A parallelogram has sides 12cm and 18cm and a contained angle of 78 degrees. Find the shortest diagonal?

1 Answer
Feb 3, 2016

The length of the shorter diagonal is #~~19.45"cm"#.

Explanation:

Let the sides of your parallelogram be

#a = 12 "cm"# and #b = 18 "cm"#.

and your angle be

#gamma = 78^@#, the angle between #a# and #b# (or #b# and #a#)

As two adjacent angles in a parallelogram are suplementary, we know that the adjacent angle to #gamma# is

#beta = 180^@ - gamma = 180^@ - 78^@ = 102^@#

Now, we can use the law of cosines to compute both diagonals in the parallelogram.

Let #d# be the diagonal opposite to #gamma# and #e# be the diagonal opposite to #beta#.

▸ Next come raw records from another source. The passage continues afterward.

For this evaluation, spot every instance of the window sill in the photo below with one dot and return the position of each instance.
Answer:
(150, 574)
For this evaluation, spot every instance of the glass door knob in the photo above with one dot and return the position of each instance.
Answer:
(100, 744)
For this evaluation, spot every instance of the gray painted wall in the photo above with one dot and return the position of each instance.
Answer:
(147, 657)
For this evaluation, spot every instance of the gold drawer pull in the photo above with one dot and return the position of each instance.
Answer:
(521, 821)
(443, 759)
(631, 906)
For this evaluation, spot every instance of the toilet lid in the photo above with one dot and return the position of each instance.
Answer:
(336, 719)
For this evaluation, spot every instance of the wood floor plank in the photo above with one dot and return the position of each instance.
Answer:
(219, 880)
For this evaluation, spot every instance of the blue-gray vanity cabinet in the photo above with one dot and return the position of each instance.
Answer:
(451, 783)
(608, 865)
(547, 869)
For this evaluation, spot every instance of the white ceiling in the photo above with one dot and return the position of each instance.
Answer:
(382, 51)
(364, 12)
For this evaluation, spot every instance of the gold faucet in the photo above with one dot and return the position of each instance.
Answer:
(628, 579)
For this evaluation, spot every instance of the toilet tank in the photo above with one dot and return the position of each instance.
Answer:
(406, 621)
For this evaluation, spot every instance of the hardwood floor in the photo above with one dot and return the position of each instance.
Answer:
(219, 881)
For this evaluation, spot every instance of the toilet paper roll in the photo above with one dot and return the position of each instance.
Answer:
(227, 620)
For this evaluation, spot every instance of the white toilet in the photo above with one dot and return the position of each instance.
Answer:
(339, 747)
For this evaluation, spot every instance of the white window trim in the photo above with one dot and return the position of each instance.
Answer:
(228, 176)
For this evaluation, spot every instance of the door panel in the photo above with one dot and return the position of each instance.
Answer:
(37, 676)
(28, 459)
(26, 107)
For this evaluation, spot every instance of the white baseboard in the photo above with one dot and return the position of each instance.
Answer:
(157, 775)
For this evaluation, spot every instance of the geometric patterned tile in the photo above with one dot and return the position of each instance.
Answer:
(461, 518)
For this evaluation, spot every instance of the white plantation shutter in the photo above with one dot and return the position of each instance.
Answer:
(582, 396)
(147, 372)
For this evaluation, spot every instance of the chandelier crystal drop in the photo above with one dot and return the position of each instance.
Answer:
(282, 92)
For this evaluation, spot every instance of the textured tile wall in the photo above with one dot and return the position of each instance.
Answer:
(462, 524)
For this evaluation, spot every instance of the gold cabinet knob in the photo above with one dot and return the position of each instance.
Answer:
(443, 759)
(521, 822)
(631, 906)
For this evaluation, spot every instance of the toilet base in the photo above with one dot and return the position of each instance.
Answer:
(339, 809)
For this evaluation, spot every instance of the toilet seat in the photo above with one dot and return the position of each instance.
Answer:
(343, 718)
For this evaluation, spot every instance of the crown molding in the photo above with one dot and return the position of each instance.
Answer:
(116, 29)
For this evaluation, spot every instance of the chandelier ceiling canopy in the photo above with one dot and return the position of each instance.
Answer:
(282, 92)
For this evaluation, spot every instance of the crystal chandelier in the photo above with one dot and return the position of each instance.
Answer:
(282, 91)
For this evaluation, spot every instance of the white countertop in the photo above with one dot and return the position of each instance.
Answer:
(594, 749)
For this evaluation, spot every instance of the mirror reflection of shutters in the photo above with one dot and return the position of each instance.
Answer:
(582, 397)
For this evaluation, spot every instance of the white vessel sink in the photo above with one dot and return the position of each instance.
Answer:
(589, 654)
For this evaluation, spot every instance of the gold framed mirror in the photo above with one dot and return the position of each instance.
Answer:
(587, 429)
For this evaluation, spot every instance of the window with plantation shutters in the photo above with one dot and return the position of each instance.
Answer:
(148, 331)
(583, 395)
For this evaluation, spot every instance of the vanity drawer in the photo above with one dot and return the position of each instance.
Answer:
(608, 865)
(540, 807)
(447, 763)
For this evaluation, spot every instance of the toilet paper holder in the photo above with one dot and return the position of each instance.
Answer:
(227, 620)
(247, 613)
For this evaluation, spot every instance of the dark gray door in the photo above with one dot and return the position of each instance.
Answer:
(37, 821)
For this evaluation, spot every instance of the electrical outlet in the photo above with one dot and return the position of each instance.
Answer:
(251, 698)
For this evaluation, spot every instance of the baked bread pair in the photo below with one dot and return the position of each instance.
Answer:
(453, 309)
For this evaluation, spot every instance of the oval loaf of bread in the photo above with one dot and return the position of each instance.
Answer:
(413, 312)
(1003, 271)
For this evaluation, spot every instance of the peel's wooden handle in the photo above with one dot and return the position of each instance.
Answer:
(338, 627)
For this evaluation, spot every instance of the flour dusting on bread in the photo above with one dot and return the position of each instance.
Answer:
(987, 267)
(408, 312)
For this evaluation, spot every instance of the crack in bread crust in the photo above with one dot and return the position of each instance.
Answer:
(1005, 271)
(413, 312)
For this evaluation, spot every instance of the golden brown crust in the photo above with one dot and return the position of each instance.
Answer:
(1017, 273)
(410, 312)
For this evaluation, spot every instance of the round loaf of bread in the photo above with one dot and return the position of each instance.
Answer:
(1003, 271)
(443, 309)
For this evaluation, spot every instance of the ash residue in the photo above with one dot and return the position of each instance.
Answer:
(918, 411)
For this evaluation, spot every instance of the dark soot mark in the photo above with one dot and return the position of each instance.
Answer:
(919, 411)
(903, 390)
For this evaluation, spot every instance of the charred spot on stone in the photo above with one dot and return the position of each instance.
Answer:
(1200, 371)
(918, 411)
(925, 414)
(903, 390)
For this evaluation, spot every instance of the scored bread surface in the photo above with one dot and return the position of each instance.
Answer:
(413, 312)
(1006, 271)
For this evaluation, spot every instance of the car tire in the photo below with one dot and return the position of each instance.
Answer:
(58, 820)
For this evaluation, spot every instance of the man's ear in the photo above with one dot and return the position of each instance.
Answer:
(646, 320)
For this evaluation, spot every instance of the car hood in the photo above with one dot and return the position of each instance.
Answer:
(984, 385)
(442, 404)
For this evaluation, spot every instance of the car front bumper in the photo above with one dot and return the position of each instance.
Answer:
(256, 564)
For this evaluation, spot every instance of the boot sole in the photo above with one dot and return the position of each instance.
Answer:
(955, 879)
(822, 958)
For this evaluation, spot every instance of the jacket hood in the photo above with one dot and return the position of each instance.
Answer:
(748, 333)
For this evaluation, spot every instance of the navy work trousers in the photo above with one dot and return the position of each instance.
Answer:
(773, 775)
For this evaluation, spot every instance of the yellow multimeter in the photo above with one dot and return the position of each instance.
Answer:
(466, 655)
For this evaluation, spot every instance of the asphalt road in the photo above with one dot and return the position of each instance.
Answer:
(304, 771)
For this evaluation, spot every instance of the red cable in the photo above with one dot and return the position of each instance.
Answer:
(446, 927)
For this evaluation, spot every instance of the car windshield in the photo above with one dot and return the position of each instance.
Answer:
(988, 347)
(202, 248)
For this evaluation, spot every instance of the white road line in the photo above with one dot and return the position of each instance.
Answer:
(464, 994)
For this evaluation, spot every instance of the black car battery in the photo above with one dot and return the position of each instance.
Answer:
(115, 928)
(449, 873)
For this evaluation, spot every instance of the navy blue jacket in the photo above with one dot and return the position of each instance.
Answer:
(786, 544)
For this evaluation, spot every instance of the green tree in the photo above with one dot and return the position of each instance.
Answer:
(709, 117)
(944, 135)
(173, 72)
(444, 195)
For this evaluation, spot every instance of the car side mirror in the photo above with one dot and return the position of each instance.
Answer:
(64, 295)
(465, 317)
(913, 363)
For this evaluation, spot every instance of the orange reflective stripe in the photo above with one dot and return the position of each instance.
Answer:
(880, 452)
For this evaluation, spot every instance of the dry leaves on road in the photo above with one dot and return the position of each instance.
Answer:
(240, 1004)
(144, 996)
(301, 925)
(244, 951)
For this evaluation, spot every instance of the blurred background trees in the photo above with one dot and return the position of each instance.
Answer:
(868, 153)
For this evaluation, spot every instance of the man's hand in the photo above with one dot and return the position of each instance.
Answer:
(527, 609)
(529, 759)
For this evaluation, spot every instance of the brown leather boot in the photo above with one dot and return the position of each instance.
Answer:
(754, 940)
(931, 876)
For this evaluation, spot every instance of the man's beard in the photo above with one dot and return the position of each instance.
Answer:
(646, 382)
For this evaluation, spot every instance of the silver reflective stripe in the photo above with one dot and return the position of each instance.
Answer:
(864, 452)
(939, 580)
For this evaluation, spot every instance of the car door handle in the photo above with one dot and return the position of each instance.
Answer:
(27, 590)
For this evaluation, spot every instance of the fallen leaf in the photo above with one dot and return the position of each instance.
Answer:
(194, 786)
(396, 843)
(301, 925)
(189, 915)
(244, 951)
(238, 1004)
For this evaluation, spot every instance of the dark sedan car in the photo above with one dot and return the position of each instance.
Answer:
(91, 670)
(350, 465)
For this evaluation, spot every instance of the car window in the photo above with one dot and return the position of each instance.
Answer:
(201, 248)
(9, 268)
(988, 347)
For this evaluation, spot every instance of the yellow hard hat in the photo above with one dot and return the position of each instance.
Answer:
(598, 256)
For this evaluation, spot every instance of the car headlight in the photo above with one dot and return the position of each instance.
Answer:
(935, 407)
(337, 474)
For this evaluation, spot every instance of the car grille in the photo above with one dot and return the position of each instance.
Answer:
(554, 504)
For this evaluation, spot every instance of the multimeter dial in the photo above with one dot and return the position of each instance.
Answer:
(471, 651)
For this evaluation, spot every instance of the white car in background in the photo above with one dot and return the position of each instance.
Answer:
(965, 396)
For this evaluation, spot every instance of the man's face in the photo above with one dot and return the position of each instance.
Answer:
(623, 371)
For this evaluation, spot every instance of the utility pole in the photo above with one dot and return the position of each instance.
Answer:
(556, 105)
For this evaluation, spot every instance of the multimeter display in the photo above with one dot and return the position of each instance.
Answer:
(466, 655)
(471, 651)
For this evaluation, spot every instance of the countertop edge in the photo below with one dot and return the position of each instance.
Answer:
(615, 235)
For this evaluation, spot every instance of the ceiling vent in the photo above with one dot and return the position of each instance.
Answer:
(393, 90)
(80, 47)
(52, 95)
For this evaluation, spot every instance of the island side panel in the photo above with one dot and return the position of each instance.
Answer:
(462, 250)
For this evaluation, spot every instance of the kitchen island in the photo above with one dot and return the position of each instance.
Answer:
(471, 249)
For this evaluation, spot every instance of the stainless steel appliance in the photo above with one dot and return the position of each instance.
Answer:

The law of cosines states:

#d^2 = a^2 + b^2 - 2ab * cos(gamma)#

#e^2 = a^2 + b^2 - 2ab * cos(beta)#

Thus, we can compute the lengths of the diagonals as follows:

#d^2 = 12^2 + 18^2 - 2 * 12 * 18 * cos(78^@)#

# = 144 + 324 - 432 * cos(78^@)#

# ~~ 468 - 432 * 0.208#

# ~~ 378.18#

# => d ~~ 19.45 "cm"#

And for the other diagonal,

#e^2 = 12^2 + 18^2 - 2 * 12 * 18 * cos(102^@)#

# = 468 - 432 * (-0.208) #

# ~~ 557.82#

# => e ~~ 23.62 "cm"#

Thus, the length of the shorter diagonal is #~~19.45"cm"#.